Les quantités de méthane qui se dégagent du pergélisol sous-marin de l'océan Arctique dans l'atmosphère sont comparables à celles que l'on estime libérées par l'ensemble des océans annoncent des scientifiques.

Des scientifiques américains, russes et suédois lancent un avertissement dans la revue Science : l'océan Arctique est en train de relarguer des quantités importantes de méthane à des niveaux insoupçonnés, ce qui pourrait aggraver le réchauffement climatique dans cette zone et créer ainsi une boucle de rétroaction positive avec un échappement encore plus important de méthane. Ce gaz provient du pergélisol marin, cette portion de sol qui n'a jamais dégelé depuis la dernière glaciation qui s'est terminée il y a 10 000 ans, et non terrestre qui est lui aussi une source de méthane.

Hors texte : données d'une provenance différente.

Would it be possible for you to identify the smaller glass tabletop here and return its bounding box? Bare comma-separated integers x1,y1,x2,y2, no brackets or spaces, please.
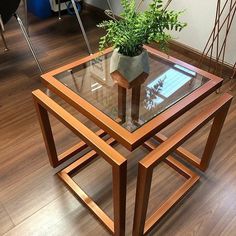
54,49,209,132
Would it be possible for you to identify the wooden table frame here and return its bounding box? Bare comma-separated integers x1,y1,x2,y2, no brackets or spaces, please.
32,90,127,236
42,46,223,151
133,94,233,236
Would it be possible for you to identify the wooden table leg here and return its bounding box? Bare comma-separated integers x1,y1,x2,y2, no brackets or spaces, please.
118,85,126,124
131,85,141,121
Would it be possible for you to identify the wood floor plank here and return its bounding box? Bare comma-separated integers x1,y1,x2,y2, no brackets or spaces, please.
0,203,15,235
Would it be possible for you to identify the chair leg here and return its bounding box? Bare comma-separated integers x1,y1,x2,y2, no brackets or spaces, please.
0,15,9,51
0,28,9,52
23,0,29,37
58,0,61,20
71,0,92,54
14,14,43,74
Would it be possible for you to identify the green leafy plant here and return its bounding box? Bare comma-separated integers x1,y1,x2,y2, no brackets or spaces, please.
98,0,186,57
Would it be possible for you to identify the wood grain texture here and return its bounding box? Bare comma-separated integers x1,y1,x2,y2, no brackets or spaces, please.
0,3,236,236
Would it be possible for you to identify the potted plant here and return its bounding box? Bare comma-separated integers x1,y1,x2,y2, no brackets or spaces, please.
98,0,186,82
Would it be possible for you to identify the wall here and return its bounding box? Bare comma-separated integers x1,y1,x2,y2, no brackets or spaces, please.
86,0,236,65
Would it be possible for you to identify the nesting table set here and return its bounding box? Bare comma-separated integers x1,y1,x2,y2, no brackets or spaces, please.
32,46,232,236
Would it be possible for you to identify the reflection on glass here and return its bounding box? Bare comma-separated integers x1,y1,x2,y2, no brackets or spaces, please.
55,51,208,132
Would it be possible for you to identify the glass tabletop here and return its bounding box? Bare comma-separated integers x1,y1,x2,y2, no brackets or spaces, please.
54,50,209,132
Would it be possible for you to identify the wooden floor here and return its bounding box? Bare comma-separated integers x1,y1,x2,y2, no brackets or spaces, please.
0,6,236,236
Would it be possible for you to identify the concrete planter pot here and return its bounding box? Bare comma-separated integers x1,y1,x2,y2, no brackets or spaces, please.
110,49,149,83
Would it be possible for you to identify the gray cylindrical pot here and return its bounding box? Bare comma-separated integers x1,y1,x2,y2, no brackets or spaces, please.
110,49,149,82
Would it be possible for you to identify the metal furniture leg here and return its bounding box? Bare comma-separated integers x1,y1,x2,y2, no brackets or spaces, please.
71,0,93,54
58,0,61,20
23,0,29,36
0,28,9,52
0,15,9,51
229,62,236,90
14,14,43,74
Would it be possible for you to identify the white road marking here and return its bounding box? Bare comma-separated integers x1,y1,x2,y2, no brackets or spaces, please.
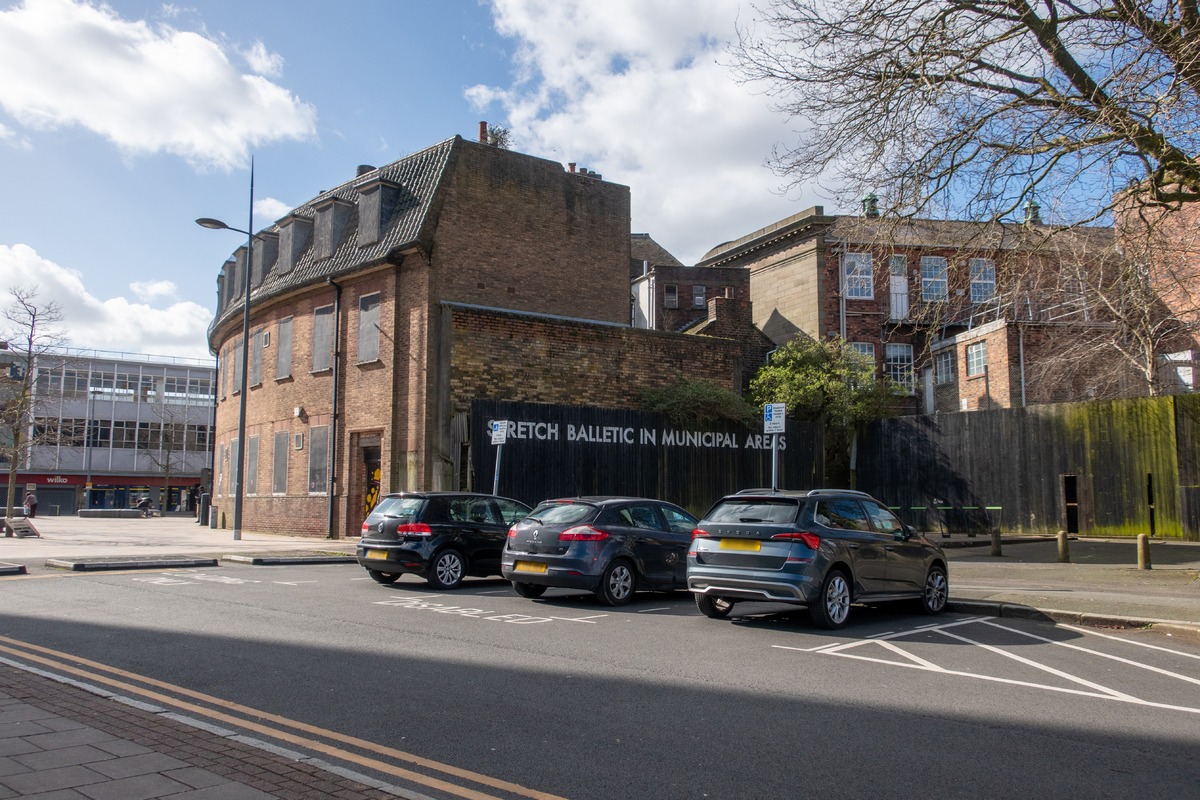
1058,625,1200,660
985,621,1200,686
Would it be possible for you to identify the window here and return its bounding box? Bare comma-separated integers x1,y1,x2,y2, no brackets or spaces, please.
246,437,258,494
934,350,955,386
250,329,263,386
814,500,871,530
275,317,292,380
271,431,288,494
312,306,334,372
970,258,996,302
841,253,875,300
359,291,379,363
229,336,242,395
920,255,948,302
883,344,916,395
308,425,329,494
850,342,875,363
967,342,988,378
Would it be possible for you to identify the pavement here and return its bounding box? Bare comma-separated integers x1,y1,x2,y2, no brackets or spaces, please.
0,516,1200,800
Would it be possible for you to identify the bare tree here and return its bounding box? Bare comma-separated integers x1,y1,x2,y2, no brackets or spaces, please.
733,0,1200,222
0,287,64,517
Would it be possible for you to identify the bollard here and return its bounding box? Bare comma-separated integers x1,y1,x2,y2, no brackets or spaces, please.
1138,534,1151,570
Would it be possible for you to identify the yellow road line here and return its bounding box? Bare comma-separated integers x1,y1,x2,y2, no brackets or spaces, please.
0,636,565,800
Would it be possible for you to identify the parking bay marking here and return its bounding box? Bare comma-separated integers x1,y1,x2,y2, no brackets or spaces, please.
772,616,1200,714
374,595,607,625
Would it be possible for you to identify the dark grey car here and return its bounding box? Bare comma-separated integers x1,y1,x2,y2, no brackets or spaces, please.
688,489,949,628
358,492,529,589
500,497,696,606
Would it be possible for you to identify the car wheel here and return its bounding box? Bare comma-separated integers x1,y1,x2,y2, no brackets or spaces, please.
512,581,546,597
596,559,637,606
367,570,400,587
696,595,733,619
920,566,950,614
428,551,467,589
809,570,850,631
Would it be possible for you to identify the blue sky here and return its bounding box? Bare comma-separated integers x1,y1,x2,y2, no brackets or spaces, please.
0,0,820,359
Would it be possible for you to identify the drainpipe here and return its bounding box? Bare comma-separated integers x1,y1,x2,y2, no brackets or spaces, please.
325,277,342,539
1016,323,1025,408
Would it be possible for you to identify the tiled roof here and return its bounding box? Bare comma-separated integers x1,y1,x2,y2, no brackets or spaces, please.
209,136,458,341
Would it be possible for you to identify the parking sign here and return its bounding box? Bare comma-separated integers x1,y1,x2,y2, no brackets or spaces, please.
762,403,787,433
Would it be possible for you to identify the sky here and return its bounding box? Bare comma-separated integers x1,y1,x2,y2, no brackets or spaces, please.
0,0,838,360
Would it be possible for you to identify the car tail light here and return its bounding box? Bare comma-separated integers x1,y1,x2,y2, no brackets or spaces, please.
558,525,608,542
772,530,821,551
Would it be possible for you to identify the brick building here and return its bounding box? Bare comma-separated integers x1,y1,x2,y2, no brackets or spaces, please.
209,137,757,536
697,200,1135,413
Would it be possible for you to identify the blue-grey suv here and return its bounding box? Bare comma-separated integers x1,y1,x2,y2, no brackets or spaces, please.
688,489,949,628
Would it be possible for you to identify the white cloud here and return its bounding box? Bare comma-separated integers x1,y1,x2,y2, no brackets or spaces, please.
0,245,212,360
0,0,316,169
467,0,832,264
242,42,283,78
254,197,295,229
130,281,175,302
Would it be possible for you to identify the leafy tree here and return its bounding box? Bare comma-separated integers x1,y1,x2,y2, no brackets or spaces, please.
0,287,64,517
750,336,900,480
487,125,512,150
641,375,758,427
733,0,1200,221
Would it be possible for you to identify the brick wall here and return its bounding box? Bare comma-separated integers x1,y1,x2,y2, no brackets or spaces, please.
444,307,742,413
432,143,630,324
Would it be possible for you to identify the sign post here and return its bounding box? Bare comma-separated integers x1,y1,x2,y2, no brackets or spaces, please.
492,420,509,494
762,403,787,492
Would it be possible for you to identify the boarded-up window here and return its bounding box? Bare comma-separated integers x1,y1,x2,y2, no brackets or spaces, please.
312,306,334,372
359,293,379,363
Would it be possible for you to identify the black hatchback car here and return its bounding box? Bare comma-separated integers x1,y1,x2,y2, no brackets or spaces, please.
686,489,949,628
500,497,696,606
358,492,529,589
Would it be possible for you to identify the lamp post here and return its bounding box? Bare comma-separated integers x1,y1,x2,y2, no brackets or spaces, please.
196,157,257,541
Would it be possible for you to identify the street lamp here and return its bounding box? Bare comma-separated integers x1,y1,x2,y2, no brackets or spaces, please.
196,157,257,541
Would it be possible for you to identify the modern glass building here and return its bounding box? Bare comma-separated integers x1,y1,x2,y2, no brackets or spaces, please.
0,349,215,516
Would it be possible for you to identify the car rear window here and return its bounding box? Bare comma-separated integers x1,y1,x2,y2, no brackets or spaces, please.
371,498,425,521
529,503,596,525
706,498,800,522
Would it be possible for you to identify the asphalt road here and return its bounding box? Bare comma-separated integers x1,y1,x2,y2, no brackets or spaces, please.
0,565,1200,800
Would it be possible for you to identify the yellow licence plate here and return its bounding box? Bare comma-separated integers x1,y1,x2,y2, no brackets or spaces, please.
721,539,762,553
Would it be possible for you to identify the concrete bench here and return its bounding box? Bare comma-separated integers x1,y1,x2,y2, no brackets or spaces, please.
4,517,42,539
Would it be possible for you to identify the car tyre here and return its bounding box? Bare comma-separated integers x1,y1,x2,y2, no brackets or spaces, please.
596,559,637,606
367,570,400,587
809,570,851,631
512,581,546,600
696,595,733,619
427,549,467,589
920,566,950,615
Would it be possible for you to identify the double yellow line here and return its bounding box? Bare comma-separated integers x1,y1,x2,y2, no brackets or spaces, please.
0,636,565,800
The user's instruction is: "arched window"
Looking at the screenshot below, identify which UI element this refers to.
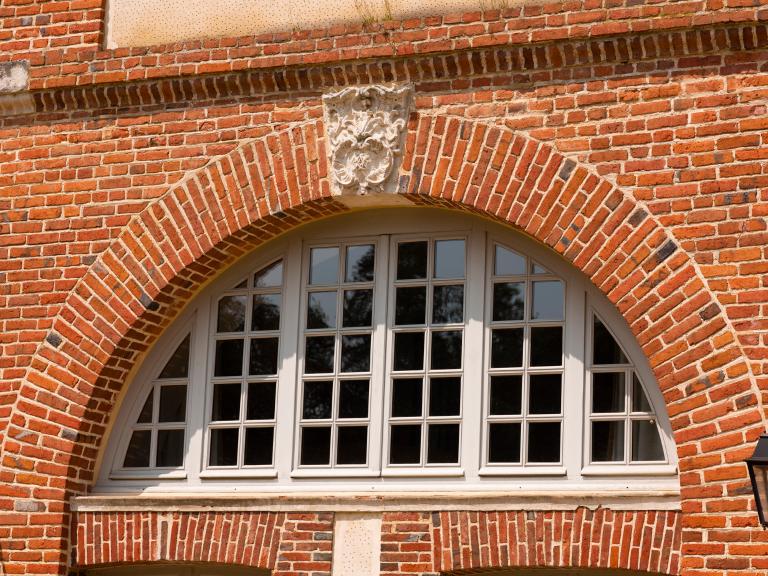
[100,208,677,490]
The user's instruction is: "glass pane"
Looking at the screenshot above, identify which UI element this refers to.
[592,372,624,414]
[488,422,520,463]
[301,426,331,466]
[213,340,243,376]
[339,380,368,418]
[136,388,155,424]
[432,284,464,324]
[491,328,523,368]
[395,286,427,326]
[429,378,461,416]
[490,374,523,416]
[157,386,187,422]
[531,280,563,320]
[341,334,371,372]
[309,246,339,285]
[245,382,277,420]
[389,424,421,464]
[208,428,238,466]
[216,296,248,332]
[493,282,525,322]
[342,290,373,328]
[251,294,283,331]
[435,240,464,278]
[123,430,152,468]
[157,430,184,468]
[632,372,653,412]
[211,384,240,422]
[336,426,368,464]
[528,422,560,463]
[397,241,429,280]
[392,378,423,418]
[592,420,624,462]
[344,244,376,282]
[592,316,629,364]
[304,336,335,374]
[427,424,459,464]
[531,326,563,366]
[248,338,280,376]
[307,290,336,328]
[302,380,333,420]
[430,330,462,370]
[493,245,525,276]
[253,260,283,288]
[243,426,275,466]
[632,420,664,462]
[395,332,424,370]
[159,334,189,378]
[528,374,562,414]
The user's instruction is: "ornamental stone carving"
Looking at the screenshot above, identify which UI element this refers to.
[323,85,411,195]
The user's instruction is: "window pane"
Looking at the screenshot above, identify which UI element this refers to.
[309,246,339,285]
[531,326,563,366]
[493,246,525,276]
[491,374,523,415]
[243,426,275,466]
[592,420,624,462]
[339,380,368,418]
[528,422,560,463]
[592,316,628,364]
[157,430,184,468]
[248,338,280,376]
[253,260,283,288]
[208,428,238,466]
[216,296,247,332]
[336,426,368,464]
[245,382,277,418]
[528,374,562,414]
[301,426,331,466]
[341,334,371,372]
[251,294,282,331]
[214,340,243,376]
[432,285,464,324]
[344,244,375,282]
[429,378,461,416]
[307,290,336,329]
[392,378,423,418]
[159,334,189,378]
[397,242,429,280]
[395,332,424,370]
[491,328,523,368]
[304,336,335,374]
[123,430,152,468]
[211,384,240,422]
[493,282,525,322]
[531,281,563,320]
[136,388,155,424]
[435,240,464,278]
[389,424,421,464]
[302,380,333,420]
[395,286,427,326]
[158,386,187,422]
[488,422,520,463]
[592,372,624,414]
[632,420,664,462]
[342,290,373,328]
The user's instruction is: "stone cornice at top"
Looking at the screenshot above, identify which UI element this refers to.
[0,0,768,90]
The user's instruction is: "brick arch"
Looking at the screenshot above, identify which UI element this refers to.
[0,115,762,576]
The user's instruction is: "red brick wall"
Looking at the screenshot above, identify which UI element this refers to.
[0,0,768,575]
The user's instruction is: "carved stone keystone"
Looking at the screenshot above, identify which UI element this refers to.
[323,85,412,195]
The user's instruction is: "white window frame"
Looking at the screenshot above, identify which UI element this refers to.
[97,208,679,492]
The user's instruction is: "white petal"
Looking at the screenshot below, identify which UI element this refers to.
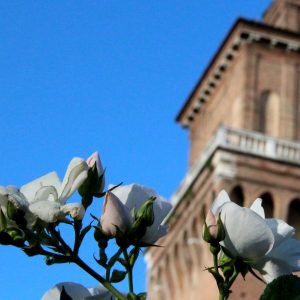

Or le méthane, même s'il se dégrade assez rapidement en CO2, présente un forçage radiatif supérieur et donc un potentiel de réchauffement global accru. Un accroissement du méthane atmosphérique aura donc pour effet d'amplifier le réchauffement et d'accélérer la fonte du sous-sol gelé. Le danger sera alors d'enclencher un cycle qui conduira à une augmentation spectaculaire des rejets de méthane dans l'atmosphère. En effet dans le sol libéré des glaces, la vie bactérienne va redémarrer, accélérant son réchauffement par la chaleur qu'elle produit, et provoquant l'émission de quantités supplémentaires de CO2 et de CH4, et donc, là aussi une accélération du réchauffement.

Les chercheurs appuient leur découverte sur une campagne d'observation et de prélèvements qui a lieu entre 2003 et 2008 en mer de Sibérie orientale. Après avoir effectué plus de 5 000 mesures contraignantes en mer, les chercheurs rapportent que 80 pour cent de l'eau des fonds et plus de 50 pour cent de celles en surface du plateau continental sont sursaturées en méthane provenant du pergélisol sous-jacent. Comme le flux de méthane issu du plateau continental est-sibérien semble égaler celui estimé de tous les océans réunis, les chercheurs demandent à ce que leurs données soient prises en compte immédiatement pour évaluer dans quelle mesure le climat pourrait bientôt se réchauffer en Arctique.